Our Storm Implementation

Now that you understand Apache Storm basics, let's see how we've implemented it in our water management system. This guide walks through real examples from our codebase, showing how we create bolts, build topologies, pass data, and manage state.

tip

This page uses real code examples from our project. You can find these files in src/main/kotlin/ to explore further.

Building Our Topology

The Topology Builder

Our topology is built in StormTopologyBuilder.kt. It creates a complex DAG (Directed Acyclic Graph) that processes water sensor data through multiple stages.
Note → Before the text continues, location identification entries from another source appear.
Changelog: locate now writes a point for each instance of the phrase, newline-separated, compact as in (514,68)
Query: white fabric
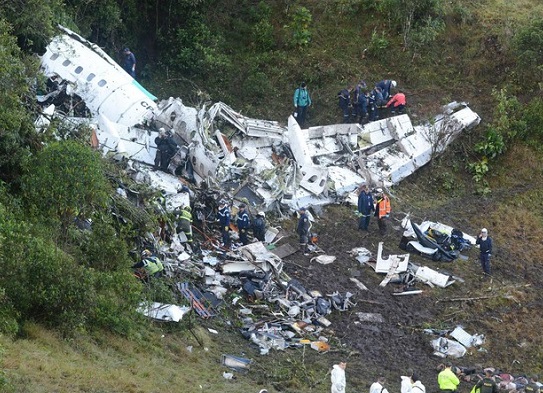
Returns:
(338,379)
(418,387)
(376,387)
(406,384)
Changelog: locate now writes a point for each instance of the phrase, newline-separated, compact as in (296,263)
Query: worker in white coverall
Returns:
(338,378)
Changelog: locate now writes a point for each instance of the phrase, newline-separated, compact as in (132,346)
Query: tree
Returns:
(16,129)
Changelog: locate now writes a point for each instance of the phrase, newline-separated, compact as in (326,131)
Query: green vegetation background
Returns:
(67,299)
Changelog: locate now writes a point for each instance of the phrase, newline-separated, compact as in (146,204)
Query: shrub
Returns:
(299,27)
(527,44)
(64,180)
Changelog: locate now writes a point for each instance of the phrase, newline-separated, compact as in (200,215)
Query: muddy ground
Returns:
(501,308)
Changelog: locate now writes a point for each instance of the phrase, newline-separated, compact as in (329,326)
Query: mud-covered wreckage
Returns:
(268,164)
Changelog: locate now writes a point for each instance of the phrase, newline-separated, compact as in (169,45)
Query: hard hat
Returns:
(146,253)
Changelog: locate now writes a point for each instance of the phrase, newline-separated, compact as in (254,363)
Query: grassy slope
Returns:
(465,64)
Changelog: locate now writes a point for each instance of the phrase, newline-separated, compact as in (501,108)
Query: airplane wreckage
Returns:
(273,167)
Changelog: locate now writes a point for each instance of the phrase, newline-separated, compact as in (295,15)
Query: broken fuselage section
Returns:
(266,163)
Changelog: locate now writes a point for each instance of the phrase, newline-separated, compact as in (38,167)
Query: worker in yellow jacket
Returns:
(447,379)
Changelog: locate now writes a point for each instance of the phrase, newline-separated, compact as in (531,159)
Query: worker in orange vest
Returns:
(382,210)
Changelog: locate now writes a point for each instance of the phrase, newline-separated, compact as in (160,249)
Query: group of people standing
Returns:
(410,383)
(368,205)
(243,223)
(359,104)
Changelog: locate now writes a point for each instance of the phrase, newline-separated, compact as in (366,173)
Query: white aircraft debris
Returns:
(260,160)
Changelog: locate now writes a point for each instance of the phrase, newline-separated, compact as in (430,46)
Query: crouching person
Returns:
(304,225)
(259,226)
(150,264)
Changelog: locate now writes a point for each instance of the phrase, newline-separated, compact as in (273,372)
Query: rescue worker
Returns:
(365,207)
(407,381)
(375,101)
(382,210)
(417,387)
(385,86)
(184,222)
(487,384)
(397,102)
(129,63)
(151,264)
(344,97)
(337,377)
(243,223)
(259,226)
(447,379)
(304,225)
(360,102)
(533,386)
(224,222)
(166,149)
(379,386)
(302,101)
(485,251)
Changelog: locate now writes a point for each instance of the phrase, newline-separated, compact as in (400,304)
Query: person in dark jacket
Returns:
(365,207)
(485,243)
(129,62)
(224,222)
(385,86)
(344,97)
(487,384)
(304,225)
(302,100)
(533,386)
(375,101)
(360,102)
(243,223)
(259,226)
(166,149)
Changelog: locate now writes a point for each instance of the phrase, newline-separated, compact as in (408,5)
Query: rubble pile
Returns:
(274,167)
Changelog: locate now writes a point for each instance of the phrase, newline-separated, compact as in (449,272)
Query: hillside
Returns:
(249,58)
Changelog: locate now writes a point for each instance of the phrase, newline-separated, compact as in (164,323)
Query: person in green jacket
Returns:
(487,384)
(301,101)
(447,379)
(151,265)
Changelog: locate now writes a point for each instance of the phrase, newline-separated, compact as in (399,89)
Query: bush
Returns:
(527,44)
(300,27)
(64,180)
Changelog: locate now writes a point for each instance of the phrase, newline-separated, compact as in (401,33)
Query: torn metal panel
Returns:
(163,312)
(433,276)
(285,250)
(370,317)
(94,76)
(384,265)
(466,339)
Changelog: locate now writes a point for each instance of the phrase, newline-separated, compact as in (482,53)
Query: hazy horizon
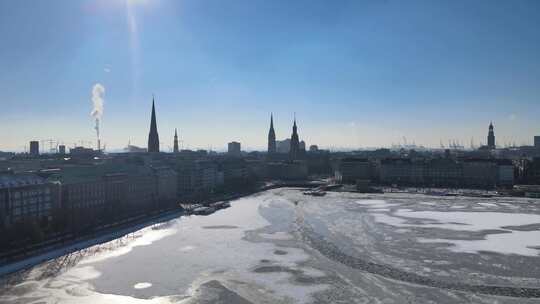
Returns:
(357,73)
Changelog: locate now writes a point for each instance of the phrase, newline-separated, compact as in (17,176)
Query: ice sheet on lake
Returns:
(463,221)
(510,242)
(517,242)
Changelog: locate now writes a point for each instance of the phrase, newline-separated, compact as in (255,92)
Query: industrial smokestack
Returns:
(98,102)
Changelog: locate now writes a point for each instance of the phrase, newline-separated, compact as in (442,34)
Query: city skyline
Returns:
(370,74)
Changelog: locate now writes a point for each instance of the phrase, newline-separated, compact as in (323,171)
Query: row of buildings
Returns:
(436,172)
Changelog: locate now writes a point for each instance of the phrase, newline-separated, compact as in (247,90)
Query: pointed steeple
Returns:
(175,141)
(295,142)
(271,136)
(153,137)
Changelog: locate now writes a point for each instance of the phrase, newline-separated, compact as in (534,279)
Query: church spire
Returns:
(175,141)
(153,137)
(295,142)
(271,136)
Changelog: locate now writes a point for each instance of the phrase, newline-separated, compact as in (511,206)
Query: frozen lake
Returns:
(280,246)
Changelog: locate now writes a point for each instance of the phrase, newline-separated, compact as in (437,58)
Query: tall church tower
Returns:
(491,137)
(153,137)
(175,141)
(271,137)
(295,142)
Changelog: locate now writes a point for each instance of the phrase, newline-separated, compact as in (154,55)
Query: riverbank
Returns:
(63,247)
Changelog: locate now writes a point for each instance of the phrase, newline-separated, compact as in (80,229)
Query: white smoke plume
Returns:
(98,102)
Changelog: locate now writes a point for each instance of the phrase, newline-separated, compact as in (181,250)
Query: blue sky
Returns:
(357,73)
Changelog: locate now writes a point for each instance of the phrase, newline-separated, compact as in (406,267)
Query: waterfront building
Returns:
(443,172)
(283,146)
(166,181)
(349,170)
(480,172)
(34,147)
(401,171)
(292,170)
(233,148)
(26,197)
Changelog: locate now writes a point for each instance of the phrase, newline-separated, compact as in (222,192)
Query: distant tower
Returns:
(271,137)
(175,141)
(491,137)
(153,137)
(34,147)
(295,143)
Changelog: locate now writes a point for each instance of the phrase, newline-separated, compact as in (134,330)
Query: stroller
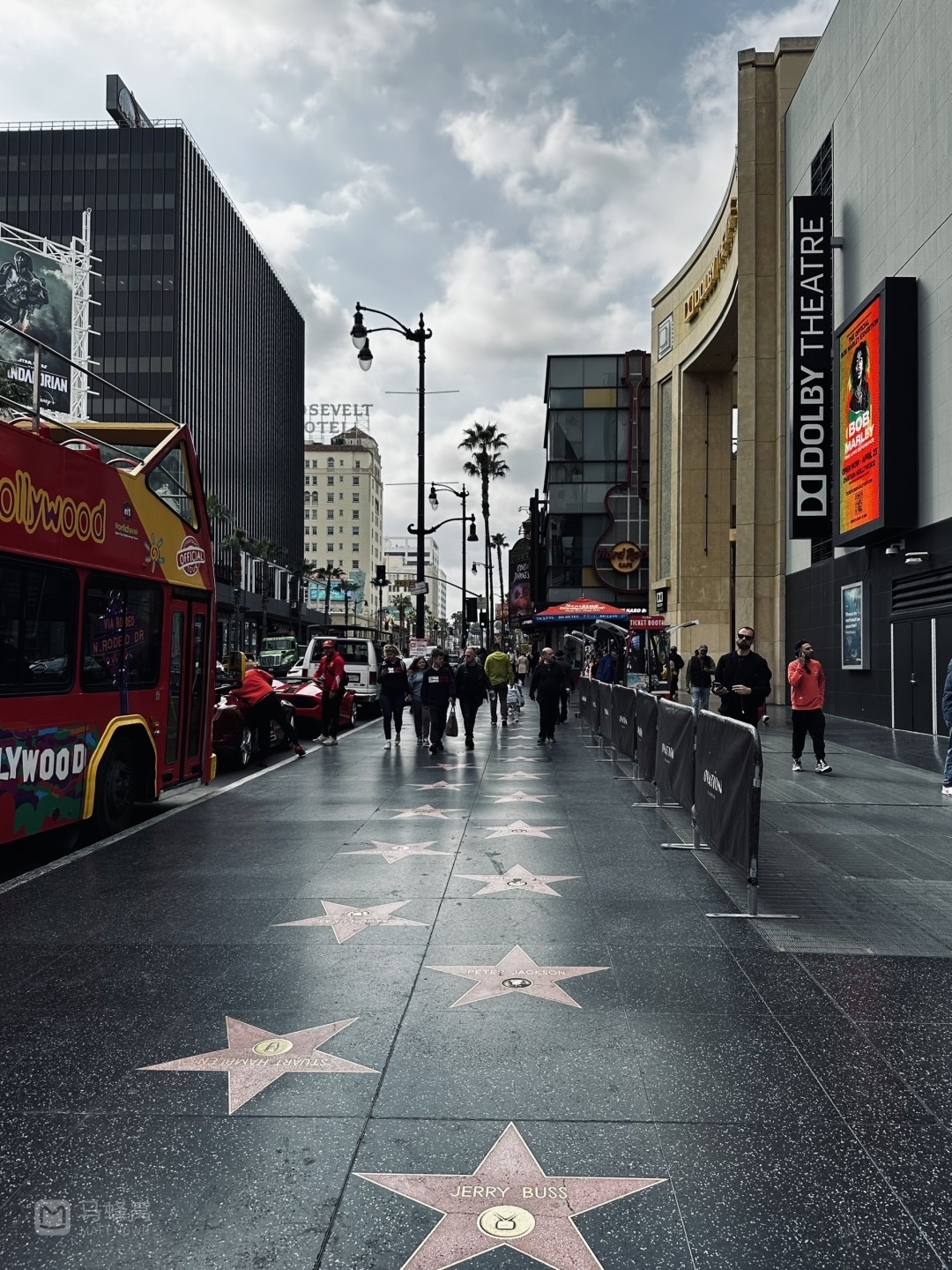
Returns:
(514,701)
Real Code Example (StormTopologyBuilder.kt:39-64):

fun buildTopology(): StormTopology {
    val topologyBuilder = TopologyBuilder()

    // Step 1: Add all spouts to topology
    spoutsConfig.forEach { (id, config) ->
        topologyBuilder.setSpout(
            id.value,                    // Spout ID (e.g., "EventHubSpout")
            EventHubSpout(config),       // Spout instance
            config.partitionCount        // Parallelism
        ).setNumTasks(config.partitionCount)
    }

    // Step 2: Add HubLogger bolt - receives from all spouts
    val bolt = topologyBuilder.setBolt(
        HubLoggerBolt.ID,
        HubLoggerBolt(),
        registeredSpouts.sumOf { it.partitionCount }
    ).setNumTasks(registeredSpouts.sumOf { it.partitionCount })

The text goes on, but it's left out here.